Welch Modified Two-Sample t-Test
The equivalence test was significant, t(37.59) = 1.979, p = 2.76e-02
The null hypothesis test was non-significant, t(37.59) = -1.081, p = 2.87e-01
NHST: do not reject null significance hypothesis that the effect is equal to zero 
TOST: reject null equivalence hypothesis

TOST Results 
                t    df p.value
t-test     -1.081 37.59   0.287
TOST Lower  1.979 37.59   0.028
TOST Upper -4.140 37.59 < 0.001

Effect Sizes 
               Estimate     SE              C.I. Conf. Level
Raw             -1.4130 1.3075  [-3.6181, 0.792]         0.9
Hedges g(av)    -0.3349 0.3412 [-0.8463, 0.1809]         0.9

Simulation to check TOST sensitivity#

Let’s run a simulation to see how the accuracy of the TOST procedure for detecting when two samples come from the same population. We’ll use the standard normal ZN(0,1) as the population, and run ttost_ind for different choices of sesoi and sample sizes n=m.

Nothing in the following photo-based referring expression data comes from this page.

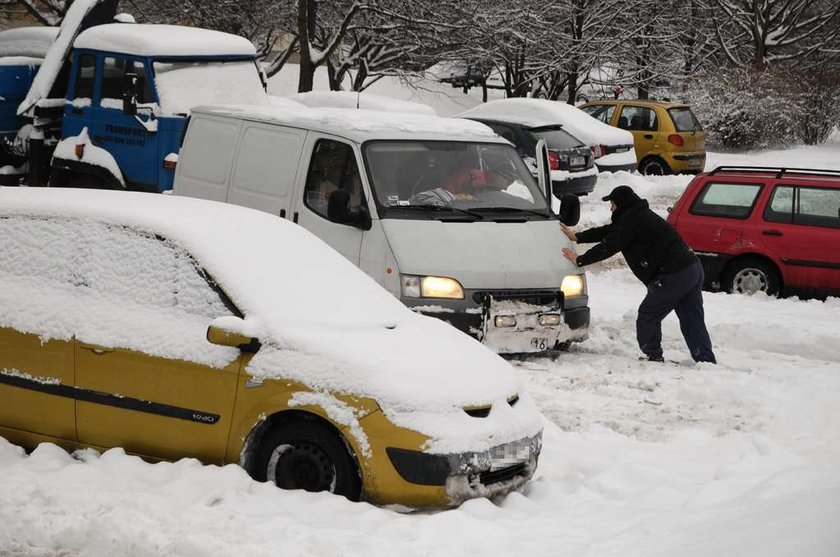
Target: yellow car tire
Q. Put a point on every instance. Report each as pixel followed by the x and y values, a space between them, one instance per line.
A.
pixel 303 453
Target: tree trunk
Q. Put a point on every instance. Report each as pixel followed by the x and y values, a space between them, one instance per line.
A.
pixel 571 83
pixel 307 10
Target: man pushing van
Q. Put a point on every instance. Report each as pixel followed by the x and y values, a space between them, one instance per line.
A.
pixel 662 261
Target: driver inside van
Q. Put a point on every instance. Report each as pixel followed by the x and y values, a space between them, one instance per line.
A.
pixel 466 183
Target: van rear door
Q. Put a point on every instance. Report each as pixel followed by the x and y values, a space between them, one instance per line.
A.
pixel 265 168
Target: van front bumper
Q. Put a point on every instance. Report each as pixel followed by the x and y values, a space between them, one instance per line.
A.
pixel 476 315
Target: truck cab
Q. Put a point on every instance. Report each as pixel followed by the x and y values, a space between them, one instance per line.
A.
pixel 130 91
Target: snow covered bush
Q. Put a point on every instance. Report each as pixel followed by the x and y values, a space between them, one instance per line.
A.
pixel 745 108
pixel 820 104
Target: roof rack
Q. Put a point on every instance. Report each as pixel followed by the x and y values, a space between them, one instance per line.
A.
pixel 779 170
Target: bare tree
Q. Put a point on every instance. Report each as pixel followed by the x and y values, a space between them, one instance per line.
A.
pixel 760 32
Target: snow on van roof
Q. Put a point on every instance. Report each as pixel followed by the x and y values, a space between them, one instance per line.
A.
pixel 163 40
pixel 323 321
pixel 541 112
pixel 33 42
pixel 361 125
pixel 360 100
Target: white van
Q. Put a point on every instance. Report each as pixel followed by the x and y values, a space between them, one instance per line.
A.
pixel 441 212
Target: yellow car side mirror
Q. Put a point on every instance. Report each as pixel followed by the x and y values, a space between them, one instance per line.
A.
pixel 230 331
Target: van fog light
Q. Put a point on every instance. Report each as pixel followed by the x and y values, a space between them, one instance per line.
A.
pixel 505 321
pixel 573 285
pixel 550 319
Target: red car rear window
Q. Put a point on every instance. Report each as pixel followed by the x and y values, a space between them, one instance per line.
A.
pixel 728 200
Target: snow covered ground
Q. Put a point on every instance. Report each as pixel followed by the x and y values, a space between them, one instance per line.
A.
pixel 639 459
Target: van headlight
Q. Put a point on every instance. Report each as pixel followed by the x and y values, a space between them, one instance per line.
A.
pixel 414 286
pixel 573 286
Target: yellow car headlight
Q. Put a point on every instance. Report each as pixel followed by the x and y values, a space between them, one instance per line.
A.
pixel 573 285
pixel 441 287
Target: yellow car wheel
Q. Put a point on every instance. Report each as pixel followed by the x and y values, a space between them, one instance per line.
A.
pixel 305 454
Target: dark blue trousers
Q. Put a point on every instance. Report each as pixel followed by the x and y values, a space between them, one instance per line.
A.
pixel 679 292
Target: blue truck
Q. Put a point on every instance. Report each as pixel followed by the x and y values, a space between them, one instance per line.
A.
pixel 102 104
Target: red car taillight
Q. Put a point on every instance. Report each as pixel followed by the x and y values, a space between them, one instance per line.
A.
pixel 553 160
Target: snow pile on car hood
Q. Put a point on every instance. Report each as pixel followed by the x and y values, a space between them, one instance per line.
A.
pixel 541 112
pixel 163 40
pixel 358 100
pixel 321 319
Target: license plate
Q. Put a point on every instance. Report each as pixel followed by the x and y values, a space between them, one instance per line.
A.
pixel 540 343
pixel 510 454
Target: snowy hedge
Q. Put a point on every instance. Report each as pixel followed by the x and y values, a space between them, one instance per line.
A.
pixel 748 108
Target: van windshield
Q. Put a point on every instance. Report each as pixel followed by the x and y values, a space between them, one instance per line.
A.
pixel 446 179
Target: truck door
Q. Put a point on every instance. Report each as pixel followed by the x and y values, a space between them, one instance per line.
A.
pixel 332 165
pixel 131 139
pixel 78 112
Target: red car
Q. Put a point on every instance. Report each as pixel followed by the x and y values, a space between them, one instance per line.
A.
pixel 759 229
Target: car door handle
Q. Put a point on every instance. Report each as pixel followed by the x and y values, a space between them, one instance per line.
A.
pixel 98 350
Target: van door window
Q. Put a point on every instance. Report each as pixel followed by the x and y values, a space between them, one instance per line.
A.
pixel 333 167
pixel 114 71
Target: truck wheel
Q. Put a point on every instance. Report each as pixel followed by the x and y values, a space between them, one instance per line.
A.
pixel 749 276
pixel 654 166
pixel 303 454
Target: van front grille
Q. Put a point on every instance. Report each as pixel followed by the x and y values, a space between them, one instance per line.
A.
pixel 535 297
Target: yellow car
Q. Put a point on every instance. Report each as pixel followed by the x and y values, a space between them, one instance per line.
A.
pixel 667 136
pixel 176 327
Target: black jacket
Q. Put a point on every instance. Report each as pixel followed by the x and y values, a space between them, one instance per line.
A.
pixel 650 245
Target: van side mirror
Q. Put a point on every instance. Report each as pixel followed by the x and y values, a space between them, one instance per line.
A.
pixel 130 94
pixel 338 210
pixel 543 170
pixel 570 209
pixel 232 331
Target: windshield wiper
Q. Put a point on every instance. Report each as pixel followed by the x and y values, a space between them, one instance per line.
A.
pixel 512 210
pixel 439 208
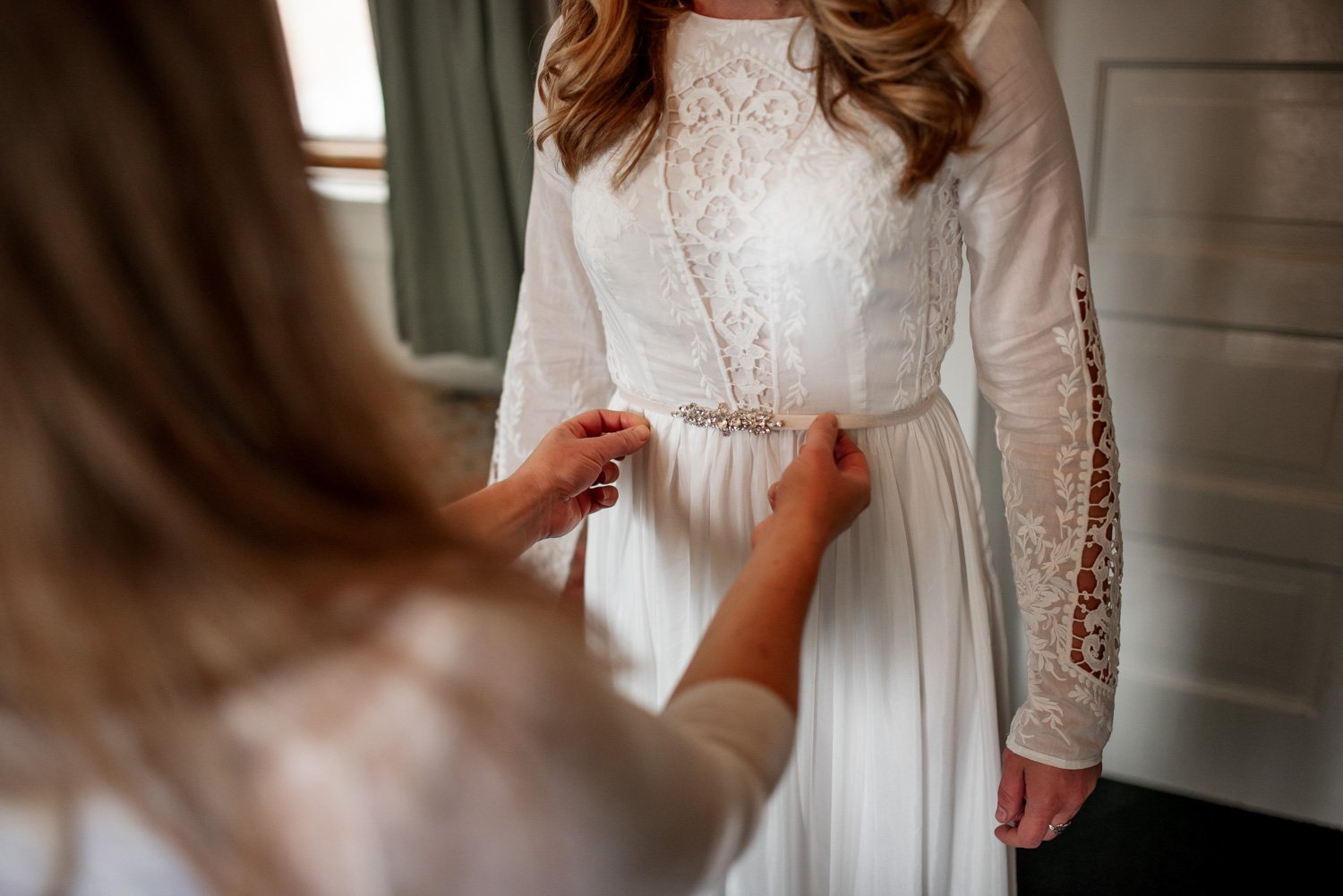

def one_equiv_test(mu, sigma, n, m, sesoi):
    """
    Run TOST on two samples from the same population.
    """
    # two identical populations
    muX, sigmaX = mu, sigma
    muY, sigmaY = mu, sigma
    rvX = norm(muX, sigmaX)
    rvY = norm(muY, sigmaY)

    # generate a random samples
    xs = rvX.rvs(n)
    ys = rvY.rvs(m)

    # run TOST
    p, _, _ = ttost_ind(xs, ys, low=-sesoi, upp=sesoi, usevar='unequal')
    return p


def replicate_many_equiv_tests(mu, sigma, n, m, sesoi, N=1000, cutoff=0.05):
    pvals = np.empty(N)
    for i in range(N):
        pval = one_equiv_test(mu=mu, sigma=sigma, n=n, m=m, sesoi=sesoi)
        pvals[i] = pval
    prop = sum(pvals < cutoff) / len(pvals)
    return prop



SIMULATE = False  # don't need to re-run simulation every time

if SIMULATE:
    np.random.seed(33)    
    sesois = np.arange(0.2, 1.5, 0.1)
    ns = [20, 30, 40, 60, 100]
    results = pd.DataFrame(columns=["sesoi", "n", "prop"])
    for i, (sesoi, n) in enumerate(product(sesois, ns)):
        print(f"{i} running replicate_many_equiv_tests for {sesoi=} and {n=}")
        prop = replicate_many_equiv_tests(mu=0, sigma=1, n=n, m=n, sesoi=sesoi)
        results.loc[i] = [sesoi, n, prop]
else:
    results = pd.DataFrame.from_records(
        [  (0.2,  20., 0.   ), (0.2,  30., 0.   ), (0.2,  40., 0.   ),
           (0.2,  60., 0.   ), (0.2, 100., 0.   ), (0.3,  20., 0.   ),
           (0.3,  30., 0.   ), (0.3,  40., 0.   ), (0.3,  60., 0.025),
           (0.3, 100., 0.384), (0.4,  20., 0.001), (0.4,  30., 0.012),
           (0.4,  40., 0.115), (0.4,  60., 0.411), (0.4, 100., 0.747),
           (0.5,  20., 0.035), (0.5,  30., 0.203), (0.5,  40., 0.412),
           (0.5,  60., 0.723), (0.5, 100., 0.932), (0.6,  20., 0.186),
           (0.6,  30., 0.497), (0.6,  40., 0.704), (0.6,  60., 0.898),
           (0.6, 100., 0.992), (0.7,  20., 0.395), (0.7,  30., 0.708),
           (0.7,  40., 0.865), (0.7,  60., 0.971), (0.7, 100., 0.996),
           (0.8,  20., 0.606), (0.8,  30., 0.862), (0.8,  40., 0.94 ),
           (0.8,  60., 0.993), (0.8, 100., 1.   ), (0.9,  20., 0.761),
           (0.9,  30., 0.937), (0.9,  40., 0.975), (0.9,  60., 0.998),
           (0.9, 100., 1.   ), (1. ,  20., 0.853), (1. ,  30., 0.968),
           (1. ,  40., 0.998), (1. ,  60., 1.   ), (1. , 100., 1.   ),
           (1.1,  20., 0.927), (1.1,  30., 0.991), (1.1,  40., 0.999),
           (1.1,  60., 1.   ), (1.1, 100., 1.   ), (1.2,  20., 0.971),
           (1.2,  30., 0.998), (1.2,  40., 1.   ), (1.2,  60., 1.   ),
           (1.2, 100., 1.   ), (1.3,  20., 0.982), (1.3,  30., 0.999),
           (1.3,  40., 1.   ), (1.3,  60., 1.   ), (1.3, 100., 1.   ),
           (1.4,  20., 0.992), (1.4,  30., 1.   ), (1.4,  40., 1.   ),
           (1.4,  60., 1.   ), (1.4, 100., 1.   ) ],
        columns=["sesoi", "n", "prop"]
    )

TOST sensitivity results#

ax = sns.lineplot(x=results["sesoi"], y=results["prop"], hue=results["n"])
ax.set_title("Proportion of TOST tests that correctly reject H0 \n for two samples of size n from a standard normal")
ax.set_ylabel("Proportion of TOST results with p < 0.05");

The above graph shows that, for n=30 we need to use sesoi of around 0.7 standard deviations if we want TOST to have 80% power at detecting the equivalence.

For n=20 we need sesoi to be 1 standard deviation if we want 80% power.